High performance anode based on a partially fluorinated sulfonated polyether for direct methanol fuel cells operating at 130 °C

• Partly fluorinated sulfonated polyether was used as ionomer in a DMFC anode at 130 °C.
• The activity for the methanol oxidation is comparable with Nafion based anodes.
• Degradation is reduced due to the high thermal and chemical stability of the polymer.
• The anode has a high mechanical stability and adhesion on the Nafion membrane.
• MEA operation at ambient cathode pressure is possible with high performance.
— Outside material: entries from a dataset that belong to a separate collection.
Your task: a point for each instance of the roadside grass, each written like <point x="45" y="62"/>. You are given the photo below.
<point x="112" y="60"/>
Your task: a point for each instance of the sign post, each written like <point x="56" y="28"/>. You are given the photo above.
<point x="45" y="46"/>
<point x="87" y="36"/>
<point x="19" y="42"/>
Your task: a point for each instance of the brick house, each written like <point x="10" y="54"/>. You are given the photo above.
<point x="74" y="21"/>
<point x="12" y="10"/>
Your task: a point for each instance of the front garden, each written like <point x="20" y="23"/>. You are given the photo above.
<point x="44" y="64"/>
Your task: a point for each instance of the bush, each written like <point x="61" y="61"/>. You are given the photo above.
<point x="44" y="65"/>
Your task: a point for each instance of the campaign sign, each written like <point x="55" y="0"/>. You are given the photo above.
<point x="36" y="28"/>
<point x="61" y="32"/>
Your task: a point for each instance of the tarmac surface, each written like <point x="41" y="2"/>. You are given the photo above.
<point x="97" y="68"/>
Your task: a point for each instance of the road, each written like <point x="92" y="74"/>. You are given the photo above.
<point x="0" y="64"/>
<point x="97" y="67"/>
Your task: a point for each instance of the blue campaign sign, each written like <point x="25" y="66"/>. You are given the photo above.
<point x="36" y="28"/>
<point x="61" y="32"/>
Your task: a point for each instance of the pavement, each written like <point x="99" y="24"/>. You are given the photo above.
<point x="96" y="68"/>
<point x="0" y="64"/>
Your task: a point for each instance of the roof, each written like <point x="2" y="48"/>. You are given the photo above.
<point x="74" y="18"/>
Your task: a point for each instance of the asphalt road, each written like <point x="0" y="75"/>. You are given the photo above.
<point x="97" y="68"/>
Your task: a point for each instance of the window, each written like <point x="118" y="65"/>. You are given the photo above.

Due to the disadvantages of the Nafion polymer for the application in the direct methanol fuel cell (DMFC) especial at temperatures above 100 °C several polymers of the hydrocarbon type have already been investigated as membranes and ionomers in the DMFC. Among them were nonfluorinated and partially fluorinated arylene main-chain hydrocarbon polymers. In previous work, sulfonated polysulfone (sPSU) has been applied as the proton-conductive binder in the anode of a DMFC, ending up in good and stable performance. In continuation of this work, in the study presented here a polymer was prepared by polycondensation of decafluorobiphenyl and bisphenol AF. The formed polymer was sulfonated after polycondensation by oleum and the obtained partially fluorinated sulfonated polyether (SFS) was used as the binder and proton conductor in a DMFC anode operating at a temperature of 130 °C. The SFS based anode with 5% as ionomer showed comparable performance for the methanol oxidation to Nafion based anodes and significant reduced performance degradation versus Nafion and sPSU based anodes on the Nafion 115 membrane. Membrane electrode assemblies (MEAs) with the SFS based anode showed drastically improved performance compared to MEAs with Nafion based anodes during operation with lower air pressure at the cathode.